Hi,
I am using ChIPpeakAnno package to annotate the peaks with the gene name of their nearest TSS called by MACS2 from my ChIPseq data. The package annotates them perfectly, but I am getting a lots of LRG symbols in addition to Ensembl ID. Although, It's quite easy to convert the LRG symbols to their corresponding HGNC gene symbol from this browser (https://www.lrg-sequence.org/search/?), but I am looking for ways to avoid getting the LRG symbols.
Following is the R code I am using to annotate the chippeak narrowPeak file.
library(ChIPpeakAnno)
library(data.table)
library(TxDb.Hsapiens.UCSC.hg38.knownGene)
library(EnsDb.Hsapiens.v86)
library(dplyr)
gr1 <- toGRanges("HepG2-5FU_TP53_vs_Input_ChIPseq_peaks.narrowPeak", format = "narrowPeak", header = FALSE)
annotation<- toGRanges(EnsDb.Hsapiens.v86, feature = "gene")
annotated_chippeaks <- annotatePeakInBatch(gr1, annotation, featureType = "TSS")
output_file <- "annotated_peaks.tsv"
write.table(annotated_chippeaks, file = output_file, sep = "\t", quote = FALSE, row.names = FALSE)
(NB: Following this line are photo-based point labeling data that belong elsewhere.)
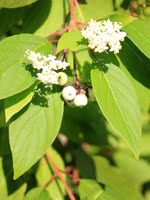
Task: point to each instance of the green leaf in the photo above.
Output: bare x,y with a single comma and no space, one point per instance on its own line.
124,19
90,129
18,194
44,17
15,3
117,99
118,3
138,34
136,66
89,189
13,64
37,194
9,18
3,184
35,130
96,10
15,103
121,180
69,40
56,188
I would be grateful if someone helps me to omit the LRG symbols from my result. Thank you
Note: Some of the peaks annotated with LRG symbols are also annotated with ensembl IDs. It's easy to remove the duplicated one. But most of them are only annotated with LRG_IDS. For a long list of genes, it takes quite a long time to annotate the LRG symbols manually.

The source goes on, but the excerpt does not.